Breathing hard, Peri stands up, slipping the precious drugs into her waistband. She folds down the top of her shorts, rolling the flesh of her buttock between her fingers. There, that’s it, that splinter smaller than a grain of rice driven deep beneath the skin. An arrow of rage pierces her.
They put a tracking device in me and I didn’t even know. How stupid I was. No idea till Luisa warned me. Her family did the same thing to her. Peter and especially Avis didn’t trust me. No way to pretend any different—I’m less than a dog to them. I’m branded. Chipped. And according to Luisa the device does more than just track; if I fly too far or anytime Peter or Avis feel like it, they can pluck me out of the sky like I’ve been shot. Poor Luisa. Should’ve heeded your own warning. Obviously you weren’t trying to run away, not yet, or you would’ve done what I’m about to do. Bastards.
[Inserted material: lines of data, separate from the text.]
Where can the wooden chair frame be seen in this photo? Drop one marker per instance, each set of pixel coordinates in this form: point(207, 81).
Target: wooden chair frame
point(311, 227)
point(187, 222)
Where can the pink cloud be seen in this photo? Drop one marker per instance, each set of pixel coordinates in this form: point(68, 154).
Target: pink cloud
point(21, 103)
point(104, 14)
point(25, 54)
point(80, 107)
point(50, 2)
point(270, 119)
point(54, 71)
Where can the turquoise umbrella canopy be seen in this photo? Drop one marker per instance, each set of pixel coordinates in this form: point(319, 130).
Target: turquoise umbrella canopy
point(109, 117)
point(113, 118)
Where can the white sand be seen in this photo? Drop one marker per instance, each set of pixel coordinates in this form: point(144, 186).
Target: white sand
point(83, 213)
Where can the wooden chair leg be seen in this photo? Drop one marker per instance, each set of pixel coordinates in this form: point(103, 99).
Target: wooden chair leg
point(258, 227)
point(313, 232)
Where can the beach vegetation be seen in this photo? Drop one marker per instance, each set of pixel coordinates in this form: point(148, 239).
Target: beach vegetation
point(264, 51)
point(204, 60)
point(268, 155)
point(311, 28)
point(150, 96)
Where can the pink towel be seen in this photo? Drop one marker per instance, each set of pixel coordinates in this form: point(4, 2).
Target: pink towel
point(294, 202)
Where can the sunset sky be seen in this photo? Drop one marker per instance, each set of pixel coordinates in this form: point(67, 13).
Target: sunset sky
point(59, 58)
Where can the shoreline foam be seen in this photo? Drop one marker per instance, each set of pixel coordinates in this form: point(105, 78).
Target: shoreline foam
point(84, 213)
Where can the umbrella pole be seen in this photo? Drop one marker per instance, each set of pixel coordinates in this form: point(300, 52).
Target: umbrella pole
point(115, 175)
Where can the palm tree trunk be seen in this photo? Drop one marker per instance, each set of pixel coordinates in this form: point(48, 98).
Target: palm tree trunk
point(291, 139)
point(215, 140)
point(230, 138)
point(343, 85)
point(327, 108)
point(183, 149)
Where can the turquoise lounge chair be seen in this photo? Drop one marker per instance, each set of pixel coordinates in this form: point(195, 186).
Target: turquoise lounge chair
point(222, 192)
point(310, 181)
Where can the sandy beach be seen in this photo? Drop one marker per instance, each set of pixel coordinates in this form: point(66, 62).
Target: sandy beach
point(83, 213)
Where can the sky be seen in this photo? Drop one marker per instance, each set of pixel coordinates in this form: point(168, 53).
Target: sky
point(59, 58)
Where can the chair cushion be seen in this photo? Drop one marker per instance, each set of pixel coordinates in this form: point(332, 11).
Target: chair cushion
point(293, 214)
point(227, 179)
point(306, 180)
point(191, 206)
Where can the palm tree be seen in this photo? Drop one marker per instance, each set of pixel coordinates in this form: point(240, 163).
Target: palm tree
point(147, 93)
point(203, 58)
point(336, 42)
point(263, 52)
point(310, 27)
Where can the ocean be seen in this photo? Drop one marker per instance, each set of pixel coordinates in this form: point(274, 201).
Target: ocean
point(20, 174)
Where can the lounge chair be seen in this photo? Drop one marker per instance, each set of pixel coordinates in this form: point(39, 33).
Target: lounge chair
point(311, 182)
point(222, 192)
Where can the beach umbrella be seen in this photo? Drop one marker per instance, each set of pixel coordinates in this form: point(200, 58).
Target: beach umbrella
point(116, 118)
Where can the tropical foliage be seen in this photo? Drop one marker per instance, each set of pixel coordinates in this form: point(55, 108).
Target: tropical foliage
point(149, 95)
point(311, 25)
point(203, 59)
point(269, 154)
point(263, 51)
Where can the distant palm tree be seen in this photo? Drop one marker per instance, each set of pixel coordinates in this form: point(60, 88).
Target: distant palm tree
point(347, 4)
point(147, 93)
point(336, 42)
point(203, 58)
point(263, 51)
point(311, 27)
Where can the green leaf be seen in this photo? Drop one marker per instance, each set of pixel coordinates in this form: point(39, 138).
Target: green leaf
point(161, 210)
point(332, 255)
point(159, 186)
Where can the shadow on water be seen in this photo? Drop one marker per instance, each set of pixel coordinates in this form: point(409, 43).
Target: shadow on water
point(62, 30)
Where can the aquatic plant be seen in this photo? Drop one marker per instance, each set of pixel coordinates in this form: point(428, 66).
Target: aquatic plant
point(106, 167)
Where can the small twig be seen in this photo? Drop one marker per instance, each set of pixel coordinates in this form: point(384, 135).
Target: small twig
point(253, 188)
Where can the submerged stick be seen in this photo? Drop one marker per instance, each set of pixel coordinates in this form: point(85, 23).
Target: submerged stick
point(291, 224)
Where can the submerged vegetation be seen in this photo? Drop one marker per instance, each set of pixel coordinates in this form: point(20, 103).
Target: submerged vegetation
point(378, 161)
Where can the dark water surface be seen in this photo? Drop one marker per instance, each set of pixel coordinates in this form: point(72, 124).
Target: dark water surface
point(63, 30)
Ah, it’s good, anger, stops me freezing in fear. How dare they do what they did to me? How can they send Hugo away? Bastards.
Before she realises what she’s doing, Peri swings around, a wing extended, sweeping Avis’s dusts to the floor. Bottles shatter, brilliant colours spray, puddle, drip. Geranium Lake and Cinnabar Green melt into Sky Blue Deep and Cobalt Violet, the moss floor glinting with glitter and glass. Peri smiles, imagining Avis’s fury. One mess I won’t clean up.
Luisa had told Peri where the Flight Check device was likely to be hidden and sure enough, when she got back to her room that day she’d felt around and there it was, the treacherous little thing, buried in her. How they must have laughed, Peter and Avis, putting that in me without me knowing. Whatever she does now serves them right.